LAS VEGAS (KLAS) — A year after supporters of former President Donald Trump told reporters to find evidence of the widespread irregularities in the 2020 election, a review at the Nevada Secretary of State’s Office found two dozen votes that are under review, one of which ended in a guilty plea.
In Nevada in 2020, 10 dead voters had ballots cast in their names and 10 people voted twice, the I-Team has learned from a secretary of state report, far below initial claims from state and national Republicans alleging nearly 4,000 individual cases of voter fraud.
Nevada Secretary of State Barbara Cegavske is a Republican. Her party censured her for defending the election, which she oversaw.
The Nevada Republican Party had delivered four boxes containing reports alleging fraud to Cegavske’s office in March. In several statements, party leaders said they had delivered more than 122,000 records supporting allegations of fraud.
An inventory in the office later identified 3,963 unique reports, office officials said last spring. A review of the reports found 10 possibly deceased voters had ballots cast in their names, the report said, citing data from the Office of Vital Statistics.

In one case, Donald “Kirk” Hartle, who told the I-Team last year that someone had stolen his deceased wife’s ballot and voted, in fact voted himself, officials said.
Rosemarie Hartle, of Las Vegas, died in 2017 at age 52 from breast cancer, Kirk Hartle, told the I-Team after the November election. A ballot for Rosemarie was issued in October 2020 and later received by the county, but Kirk said the ballot never came to his house. The I-Team found even though Rosemarie died in 2017, her name appeared on the active voter list.
The I-Team was first to report that prosecutors were charging Kirk Hartle in October 2021. In a plea agreement, Kirk Hartle pleaded guilty to one charge of voting more than once in the same election, which is a category D felony. Category D felonies carry a maximum prison sentence of four years.
As part of the plea deal, Hartle avoided prison time and was placed on probation. If he stays out of trouble for a year, he will be able to withdraw his plea and instead plead guilty to a charge of conspiracy to commit voting more than once in the same election.
Rosemarie Hartle’s ballot was one of two cited by Nevada Republicans and national party leaders as evidence of voter fraud in Nevada.
“Dead people voted in Clark County,” Matt Schlapp, chair of the American Conservative Union, said in a news conference after the election last year. “We have two examples that we have talked about and want to talk about today. One is the death of Rosemarie Hartle in 2017.”

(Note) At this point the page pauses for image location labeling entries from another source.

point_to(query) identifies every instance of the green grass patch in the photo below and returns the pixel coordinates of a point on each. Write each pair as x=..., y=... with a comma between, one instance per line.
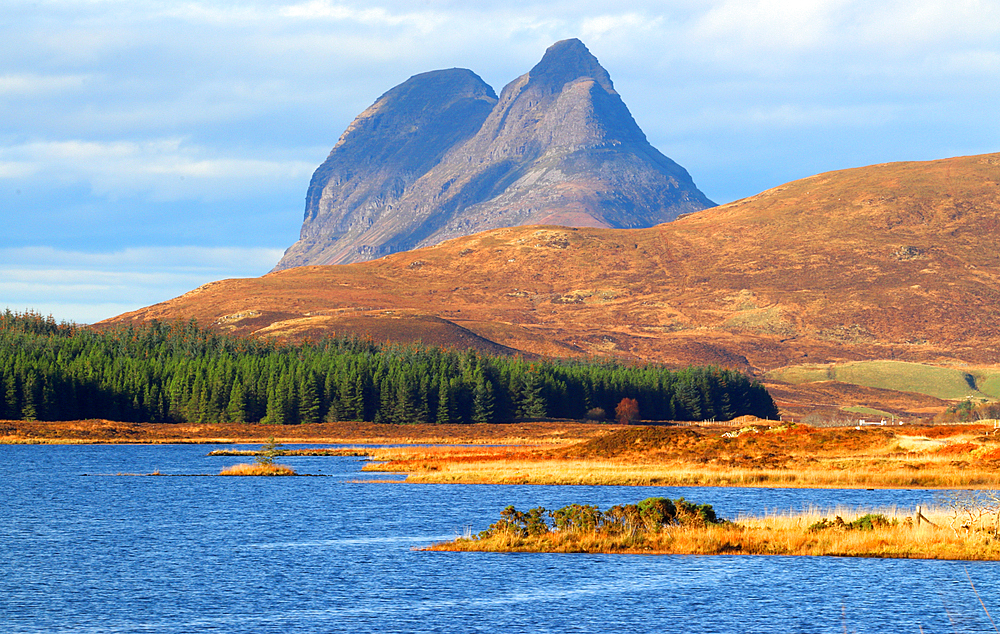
x=900, y=376
x=797, y=374
x=988, y=381
x=869, y=411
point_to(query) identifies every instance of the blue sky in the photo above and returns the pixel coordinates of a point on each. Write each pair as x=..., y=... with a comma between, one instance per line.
x=148, y=147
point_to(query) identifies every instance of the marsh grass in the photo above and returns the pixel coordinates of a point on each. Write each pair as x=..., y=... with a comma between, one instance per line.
x=781, y=457
x=258, y=470
x=785, y=534
x=550, y=471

The other allegation Schlapp referenced appears to have not been intentional, the I-Team confirmed last year.
Neither the Nevada GOP nor Schlapp have responded to repeated requests for comment on the Hartle case.

“The damage is already done,” Dr. Rebecca Gill, an associate professor of political science at UNLV, said. “This story did serve the purpose of creating that level of doubt, which was useful at the time that this story came out.”
A spokesperson at the Secretary of State’s Office said staff worked a combined 240 hours on the Hartle case.
“There’s a lot of misinformation, disinformation that’s out there right now. What we do to ensure the security of our elections here in Nevada is to focus on the facts, focus on the data,” Deputy Secretary of State for Elections Mark Wlaschin said.
Wlaschin would not comment on the number of suspected dead or double votes, though they are mentioned in public documents, but he did say allegations of widespread fraud are false. The data proves it.
He pointed to one big fact: Nevada’s voting machines do not have a modem and print out a paper record.
Because the machines do not have a modem, they cannot connect to the internet.
“While there were indications that some individuals committed fraud or attempted to commit fraud, those individuals have been identified and are being pursued by the appropriate law enforcement,” he said.
Gill said she was not surprised state and national Republicans had not retracted their statements.
“The Nevada Republican Party has probably a lot more pressing issues to deal with right now,” she said.
Republican U.S. Senate candidate and former Nevada Attorney General Adam Laxalt suggested widespread voter fraud during a post-election news conference, standing next to Schlapp when he named the Hartle case.
“This case proves the point that Nevada’s signature verification system — and our entire mail-in voting system — was deeply flawed,” campaign spokesman John Burke said. “Just weeks before the biggest election in our state’s history, legislative Democrats rammed through a total overhaul of our election system with zero support from across the aisle in a naked power grab. It should not be partisan to ensure every legal vote is counted and every illegal vote is thrown out. That is why we need to end mail-in voting and enact a robust voter ID law, which is supported by a bipartisan majority of Americans.”
Details about how investigators tracked Hartle were never released.
Former Attorney General Bill Barr, a Republican, said there was no evidence of widespread voter fraud in the 2020 election. President Joe Biden won the election in Nevada by more than 33,000 votes statewide.
It can take years for voter fraud elections to end in charges. There are cases from the 2016 election that are still making their way through court.
Voter fraud is a felony and carries a fine and jail time.